# 2.1 Regular Expressions

The book aptly calls out regular expressions as one of the unsung successes in computer science :-). They are super handy for a lot of tasks and can sometimes be adequate to solve some NLP problems. They can also help establish baselines for many NLP problems.

In Python, `re` is the default regular expression library that we need to import and use.

In [17]:
import re

Below, we will use the variable `s` for the string that we are interested in searching in and a variable ending in `_re` to denote the regex we are searching for. We will mostly use the function `re.search` since it's the most flexible. We will also use compiled regexes since they run faster.

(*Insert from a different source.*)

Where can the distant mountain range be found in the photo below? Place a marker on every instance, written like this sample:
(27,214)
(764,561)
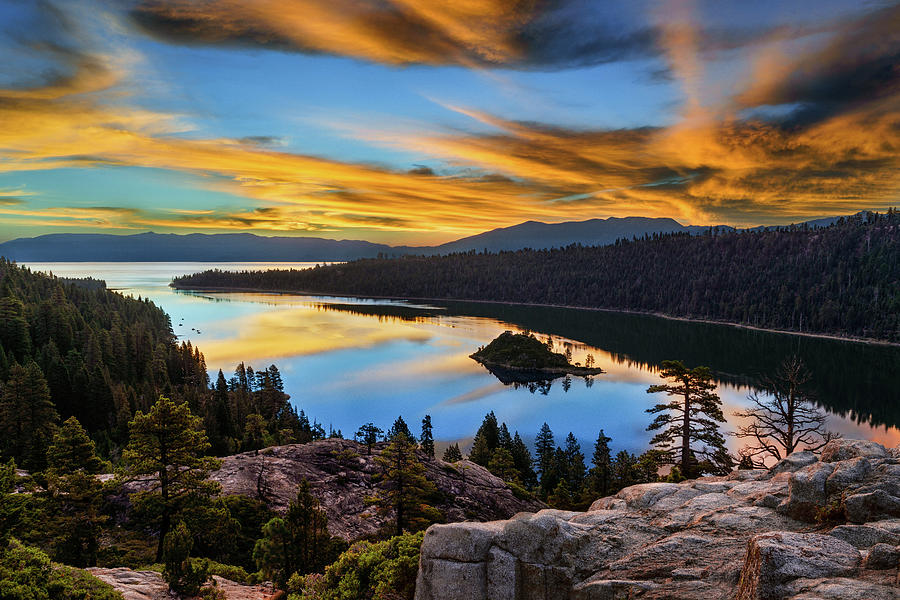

## 2.1.1 Basic Regular Expression Patterns

In [25]:
s = '''Do you know what a woodchuck is?'''

# compile a regex for matching the exact string 'woodchuck'
# we use raw strings so regex special characters are not interpreted
woodchuck_re = re.compile(r'woodchuck')

# search
m = re.search(woodchuck_re, s)
print(m)

<re.Match object; span=(19, 28), match='woodchuck'>


In [19]:
s[19:28]

'woodchuck'

In [20]:
# regexes are case-sensitive by default.

s = '''I'm called little Buttercup'''

my_re = re.compile(r'buttercup')

# this won't match since the case does not match.
m = re.search(my_re, s)
print(m)

None


In [21]:
# use square braces for disjunction to allow case insensitivity 
# for the first character

my_re = re.compile(r'[bB]uttercup')

m = re.search(my_re, s)
print(m)

<re.Match object; span=(18, 27), match='Buttercup'>


In [27]:
# match any vowel, case-insensitive

s = '''Hello there, Mr. E!'''

vowel_re = re.compile(r'[aeiouAEIOU]')

m = re.search(vowel_re, s)
print(m)

<re.Match object; span=(1, 2), match='e'>


Notice that only the first match is returned by `re.search`. If we want to find all the matches, we can use `re.finditer`

In [28]:
for m in re.finditer(vowel_re, s):
    print(m)

<re.Match object; span=(1, 2), match='e'>
<re.Match object; span=(4, 5), match='o'>
<re.Match object; span=(8, 9), match='e'>
<re.Match object; span=(10, 11), match='e'>
<re.Match object; span=(17, 18), match='E'>


In [35]:
# Set case-insensitive match with flag

s = '''Hello there, Mr. E!'''

vowel_re = re.compile(r'[aeiou]', flags=re.IGNORECASE)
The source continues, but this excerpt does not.